Alors que la détresse sanitaire de l’Afrique sub-saharienne est négligée par les groupes pharmaceutiques, les Africains sont vivement sollicités par ces mêmes groupes pour servir de cobayes dans les essais cliniques de médicaments expérimentaux. La multinationale géante Pfizer a ainsi pu tester le Trovan, sa nouvelle molécule traitant la méningite et susceptible de lui rapporter jusqu’à un milliard de dollars par an. En 1996, cette société attendait que l’Agence du médicament et de la sécurité alimentaire aux États-Unis (la FDA) lui donne l’autorisation de mise sur le marché pour son produit, quand une épidémie de méningite fit son apparition au Nigeria. Pfizer réagit aussitôt en envoyant sur place des chercheurs afin de tester son médicament sur une centaine d’enfants et de nourrissons dans l’État de Kano. Au cours de l’expérimentation, cinq enfants trépassèrent. Le laboratoire prit néanmoins la décision de dissimuler ces décès, et l’année suivante, la FDA qui ignorait la tragédie du Nigeria, décréta que le Trovan était fiable pour les adultes. Cependant, en 1999, l’autorité sanitaire américaine restreignit sévèrement l’usage de ce médicament après une série de rapports qui révélèrent des cas de lésions du foie et de décès. Entre-temps, les Européens avaient totalement interdit le Trovan.
La mort des enfants nigériens ne fut rendue publique qu’en 2000, lorsque le Washington Post publia un dossier sur les essais pharmaceutiques nord-américains effectués à l’étranger. Le gouvernement nigérien réagit alors en ordonnant une enquête qui fut confiée à une équipe d’experts médicaux. Leurs conclusions condamnaient les tests cliniques de Pfizer comme constituant « un essai illégal d’un médicament non agréé » et un « cas flagrant d’exploitation de personnes ignorantes ». Le député de Californie Tom Lantos, responsable démocrate de la Commission des relations internationales, commenta ce rapport en déclarant, « Je pense que l’utilisation de ces personnes pauvres, illettrées et non-informées, comme cobayes par les grandes sociétés pharmaceutiques, à la fois ici et en Europe, frise le crime ». Pour sa défense, Pfizer affirma avoir reçu l’accord verbal des parents des victimes, bien que cette société n’eût pas obtenu l’autorisation du gouvernement nigérien pour ses expériences. En outre, ce laboratoire avait également transgressé les règles de la FDA sur les essais cliniques à l’étranger dans la mesure où il n’avait pas obtenu l’approbation réglementaire d’un comité d’éthique.

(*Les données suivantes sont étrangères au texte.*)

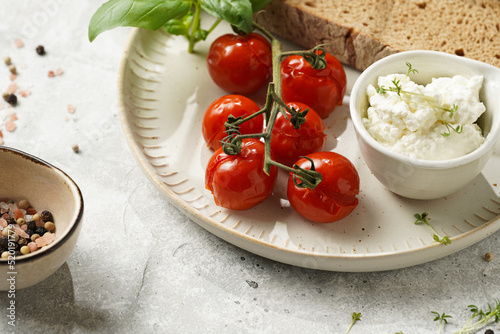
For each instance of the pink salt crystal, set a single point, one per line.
(10, 126)
(13, 87)
(24, 93)
(19, 42)
(21, 233)
(32, 246)
(45, 240)
(71, 108)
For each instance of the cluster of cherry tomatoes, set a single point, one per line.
(242, 65)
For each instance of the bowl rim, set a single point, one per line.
(359, 89)
(74, 225)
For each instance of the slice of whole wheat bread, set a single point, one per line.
(360, 32)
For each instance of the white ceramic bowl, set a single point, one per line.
(417, 178)
(46, 187)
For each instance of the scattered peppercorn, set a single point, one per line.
(32, 225)
(26, 234)
(47, 216)
(40, 50)
(25, 250)
(49, 226)
(40, 230)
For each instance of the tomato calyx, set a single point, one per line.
(306, 178)
(316, 56)
(232, 143)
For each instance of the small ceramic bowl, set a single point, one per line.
(417, 178)
(23, 176)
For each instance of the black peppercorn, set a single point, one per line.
(31, 226)
(4, 242)
(47, 216)
(40, 50)
(22, 242)
(40, 231)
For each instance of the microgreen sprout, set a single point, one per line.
(441, 318)
(422, 218)
(410, 69)
(398, 89)
(355, 317)
(480, 318)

En 2009, à l’issue de l’un des procès provoqués par le scandale de ces essais cliniques illégaux, Pfizer accepta de verser 75 millions de dollars au gouvernement de l’État de Kano, en compensation de la mort de ces cinq enfants. D’autres actions en justice ont été intentées contre la société pharmaceutique par le gouvernement national nigérien et les survivants de ces tests. Elles sont toujours en instance.
Bien entendu, ces mises en accusation, tant au pénal qu’au civil, et le versement d’indemnités desservaient les affaires de Pfizer et le cours de ses actions en bourse. La parade qui s’imposa alors à l’entreprise pour faire face à ce genre de situation relevait des relations publiques. La tactique retenue par Pfizer est révélée par un télégramme classé secret, dévoilé par Wikileaks, qui fut transmis en avril 2009 au Département d’État par l’ambassade des États-Unis à Abuja, la capitale du Nigeria. Ce message relate une rencontre entre le directeur local de Pfizer, Enrico Liggeri, et les fonctionnaires de l’ambassade :
Selon Liggeri, Pfizer a embauché des enquêteurs pour trouver des liens de corruption impliquant le ministre fédéral de la justice, Michael Aondoakaa, et le mettre dans l’embarras afin de le forcer à laisser tomber les accusations fédérales. Il [Liggeri] a dit que les enquêteurs de Pfizer transmettaient l’information aux médias locaux (…) Une série d’articles préjudiciables détaillant ces liens de corruption « présumés » ont été publiés en février et en mars. Liggeri a soutenu que Pfizer disposait d’informations beaucoup plus compromettantes sur Aondoakaa et que les copains de ce dernier faisaient pression sur lui pour qu’il renonce au procès de crainte que d’autres articles négatifs soient publiés.
Pfizer n’a jamais admis avoir mal agi ou pris un quelconque engagement humanitaire sous la forme d’une réparation financière qui serait versée aux familles des victimes. En effet, les ressources de la société furent utilisées exclusivement pour faire pression sur le gouvernement nigérien afin qu’il abandonne les poursuites en justice.